A los dieciséis años, en una de las competencias, estuvo a punto
de sacar el puntaje perfecto. Todos le auguraban un brillante porvenir.
Pero Christy Henrich, joven gimnasta escandinava, tenía un problema.
Estaba obsesionada con la idea de que estaba engordando, aunque no era
así.
A los diecinueve años ya no pudo competir más. Su obsesión la
había dominado. Finalmente, a los veintidós, Christy Henrich falleció.
Murió de anorexia nerviosa, pesando sólo veintinueve kilos. Su obsesión
la había matado.
He aquí una joven que pudo haber tenido grandes éxitos.

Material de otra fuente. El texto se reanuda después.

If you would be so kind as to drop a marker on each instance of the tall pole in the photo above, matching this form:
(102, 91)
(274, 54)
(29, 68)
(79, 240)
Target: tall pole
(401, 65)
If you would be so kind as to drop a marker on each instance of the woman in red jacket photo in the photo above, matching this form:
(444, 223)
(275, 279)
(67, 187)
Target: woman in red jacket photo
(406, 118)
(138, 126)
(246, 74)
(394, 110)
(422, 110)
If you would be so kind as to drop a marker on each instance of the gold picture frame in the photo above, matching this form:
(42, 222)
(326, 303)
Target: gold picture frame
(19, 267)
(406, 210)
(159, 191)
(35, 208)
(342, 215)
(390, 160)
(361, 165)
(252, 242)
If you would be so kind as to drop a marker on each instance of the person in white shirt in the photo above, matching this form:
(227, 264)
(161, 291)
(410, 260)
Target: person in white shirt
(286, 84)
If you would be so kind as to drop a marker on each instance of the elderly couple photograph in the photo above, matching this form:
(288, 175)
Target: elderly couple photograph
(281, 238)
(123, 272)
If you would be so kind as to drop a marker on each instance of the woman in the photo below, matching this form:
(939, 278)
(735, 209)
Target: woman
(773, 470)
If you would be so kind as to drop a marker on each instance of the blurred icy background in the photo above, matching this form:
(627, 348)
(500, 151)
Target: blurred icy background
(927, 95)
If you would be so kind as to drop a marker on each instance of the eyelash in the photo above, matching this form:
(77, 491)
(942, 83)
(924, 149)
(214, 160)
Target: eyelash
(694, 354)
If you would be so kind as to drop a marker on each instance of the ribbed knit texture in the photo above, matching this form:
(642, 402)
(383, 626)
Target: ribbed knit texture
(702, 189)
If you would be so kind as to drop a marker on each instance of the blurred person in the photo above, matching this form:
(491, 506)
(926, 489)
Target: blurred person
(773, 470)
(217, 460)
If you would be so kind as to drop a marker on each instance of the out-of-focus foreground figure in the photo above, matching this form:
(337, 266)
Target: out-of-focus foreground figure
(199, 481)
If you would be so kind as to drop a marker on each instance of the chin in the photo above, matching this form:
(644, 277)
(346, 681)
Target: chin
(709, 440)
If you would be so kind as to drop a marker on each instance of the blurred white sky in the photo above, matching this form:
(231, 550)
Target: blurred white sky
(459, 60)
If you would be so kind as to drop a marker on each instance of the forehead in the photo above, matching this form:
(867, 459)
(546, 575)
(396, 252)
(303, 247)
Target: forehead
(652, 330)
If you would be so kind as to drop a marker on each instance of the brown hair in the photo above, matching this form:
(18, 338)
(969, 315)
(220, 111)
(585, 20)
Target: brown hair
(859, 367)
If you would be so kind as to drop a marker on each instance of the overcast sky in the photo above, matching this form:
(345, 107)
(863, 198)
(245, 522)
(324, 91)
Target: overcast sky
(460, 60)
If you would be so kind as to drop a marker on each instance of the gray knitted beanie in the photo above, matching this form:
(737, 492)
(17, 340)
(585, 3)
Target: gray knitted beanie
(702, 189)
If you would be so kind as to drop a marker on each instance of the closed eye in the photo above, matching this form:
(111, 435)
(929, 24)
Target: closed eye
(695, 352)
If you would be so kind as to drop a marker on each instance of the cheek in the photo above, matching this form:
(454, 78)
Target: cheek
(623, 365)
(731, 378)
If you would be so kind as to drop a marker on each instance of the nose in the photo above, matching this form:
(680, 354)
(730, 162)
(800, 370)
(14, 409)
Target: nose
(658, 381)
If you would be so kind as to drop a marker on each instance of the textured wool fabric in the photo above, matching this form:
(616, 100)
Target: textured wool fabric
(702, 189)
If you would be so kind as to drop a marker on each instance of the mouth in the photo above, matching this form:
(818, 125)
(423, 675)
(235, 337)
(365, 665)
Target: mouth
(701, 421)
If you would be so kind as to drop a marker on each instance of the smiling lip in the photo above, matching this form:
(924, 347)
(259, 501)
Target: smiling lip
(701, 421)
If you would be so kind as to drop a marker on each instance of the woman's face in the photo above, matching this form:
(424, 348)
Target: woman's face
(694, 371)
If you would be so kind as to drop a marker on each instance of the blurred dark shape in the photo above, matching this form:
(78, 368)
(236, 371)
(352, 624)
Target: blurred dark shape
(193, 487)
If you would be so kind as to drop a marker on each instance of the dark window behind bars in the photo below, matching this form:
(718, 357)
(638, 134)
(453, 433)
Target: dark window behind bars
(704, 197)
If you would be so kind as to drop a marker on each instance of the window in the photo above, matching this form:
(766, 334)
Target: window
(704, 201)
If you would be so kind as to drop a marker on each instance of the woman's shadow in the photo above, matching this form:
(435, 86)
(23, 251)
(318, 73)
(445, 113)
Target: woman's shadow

Perfeccionó su arte. Ganó muchas medallas. Alcanzó la perfección, casi a
la altura de Olga Korbut, la atleta rusa, y Nadia Comaneci, la rumana.
Pero le entró la obsesión de la gordura. Desoyó los consejos de
médicos y familiares, y dejó de comer. Y su bello cuerpo se fue
consumiendo hasta que le fallaron todos los órganos.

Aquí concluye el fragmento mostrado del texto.